Yeah, when you type it you'll see 'hunter2', and when I copy/paste it you'll see 'hunter2', but all I see is *******

Re:Please let me use the same password

[Shakrai]

Am I mistaken?

Please provide me with your social security number, birthday and mailing address so that I may answer your question.

Re:Post-it Note passwords

[cheeks5965]

uhh... an exponential curve keeps going up. there's no maximum, no dropping down to zero. Perhaps you're thinking of a bell curve? Feel free to mod this comment down because it provides no useful content and is just kind of snarky. In fact, I should just hit the cancel button instead of the preview/submit buttons. oops...

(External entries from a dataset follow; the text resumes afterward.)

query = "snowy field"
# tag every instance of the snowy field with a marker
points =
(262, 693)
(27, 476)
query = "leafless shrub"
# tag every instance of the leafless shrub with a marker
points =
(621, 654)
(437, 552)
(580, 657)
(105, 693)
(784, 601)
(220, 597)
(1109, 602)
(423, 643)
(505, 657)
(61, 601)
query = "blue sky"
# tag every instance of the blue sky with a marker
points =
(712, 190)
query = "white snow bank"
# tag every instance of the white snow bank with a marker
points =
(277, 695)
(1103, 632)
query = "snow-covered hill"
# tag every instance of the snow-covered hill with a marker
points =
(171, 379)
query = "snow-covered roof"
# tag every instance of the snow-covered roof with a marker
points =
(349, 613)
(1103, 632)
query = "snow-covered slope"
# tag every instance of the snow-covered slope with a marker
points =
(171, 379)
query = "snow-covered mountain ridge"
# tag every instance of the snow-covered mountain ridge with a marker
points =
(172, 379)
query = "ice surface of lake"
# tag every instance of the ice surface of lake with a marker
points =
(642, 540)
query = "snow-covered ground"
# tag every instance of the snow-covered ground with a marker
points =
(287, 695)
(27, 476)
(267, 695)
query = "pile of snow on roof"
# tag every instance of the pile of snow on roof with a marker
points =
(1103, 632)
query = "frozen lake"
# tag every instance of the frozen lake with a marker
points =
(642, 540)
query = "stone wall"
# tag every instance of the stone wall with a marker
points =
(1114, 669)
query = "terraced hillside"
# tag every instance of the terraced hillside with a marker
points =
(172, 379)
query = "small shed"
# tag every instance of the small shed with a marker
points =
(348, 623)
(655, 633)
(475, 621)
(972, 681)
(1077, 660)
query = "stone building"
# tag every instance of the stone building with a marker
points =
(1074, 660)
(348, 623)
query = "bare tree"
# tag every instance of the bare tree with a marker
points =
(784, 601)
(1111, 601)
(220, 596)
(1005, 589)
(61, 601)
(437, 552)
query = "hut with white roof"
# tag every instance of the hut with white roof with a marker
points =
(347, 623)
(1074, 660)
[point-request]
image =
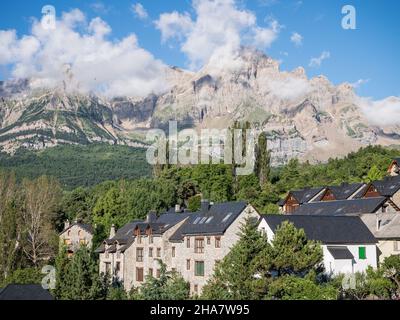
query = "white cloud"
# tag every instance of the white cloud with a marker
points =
(79, 52)
(316, 62)
(174, 25)
(297, 39)
(359, 83)
(140, 11)
(384, 112)
(219, 29)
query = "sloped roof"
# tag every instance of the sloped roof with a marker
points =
(305, 195)
(343, 191)
(341, 207)
(327, 229)
(389, 225)
(84, 226)
(214, 221)
(388, 186)
(25, 292)
(340, 253)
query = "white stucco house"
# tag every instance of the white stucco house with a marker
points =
(348, 245)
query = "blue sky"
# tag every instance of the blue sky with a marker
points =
(369, 54)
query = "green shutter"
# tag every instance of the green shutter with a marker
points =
(362, 255)
(199, 268)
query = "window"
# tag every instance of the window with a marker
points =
(139, 254)
(199, 269)
(196, 220)
(108, 267)
(139, 274)
(227, 217)
(199, 246)
(218, 242)
(187, 242)
(362, 255)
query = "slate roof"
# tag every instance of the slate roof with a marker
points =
(84, 226)
(327, 229)
(388, 186)
(214, 221)
(343, 191)
(25, 292)
(389, 225)
(340, 253)
(305, 195)
(341, 207)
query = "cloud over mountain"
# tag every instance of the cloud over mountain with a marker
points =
(82, 47)
(218, 29)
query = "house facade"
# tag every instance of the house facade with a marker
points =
(386, 229)
(188, 243)
(75, 235)
(348, 245)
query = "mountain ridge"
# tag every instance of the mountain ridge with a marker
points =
(310, 119)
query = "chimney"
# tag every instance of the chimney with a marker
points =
(205, 206)
(112, 231)
(378, 223)
(66, 224)
(151, 217)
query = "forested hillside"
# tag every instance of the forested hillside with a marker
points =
(76, 166)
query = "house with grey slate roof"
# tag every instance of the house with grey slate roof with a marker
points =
(386, 229)
(348, 245)
(344, 207)
(190, 243)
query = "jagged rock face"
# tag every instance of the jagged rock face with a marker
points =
(310, 119)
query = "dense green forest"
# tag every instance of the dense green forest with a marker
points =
(76, 165)
(115, 188)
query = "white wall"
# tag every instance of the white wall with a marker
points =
(338, 266)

Re:Password aging isn't in touch with the real wor

[Starteck81]

I often tell people at work I'll be adding a squirrel noise requirement to the password policy next month. I always expect them to laugh but they usually just have a horrified look on their face that reads something like 'you can do that?'. I then have to clam them down and tell them I'm only kidding.

Username: TheFonz

[poptones]

Password: Aaaaaayyy

Re:Password aging isn't in touch with the real wor

[NeoSkandranon]

Man, I just looked down at my kb thinking you had a good idea, then was REALLY confused for a minute.

Then I remembered I'd messed the keys around to fuck with people who looked over my shoulder.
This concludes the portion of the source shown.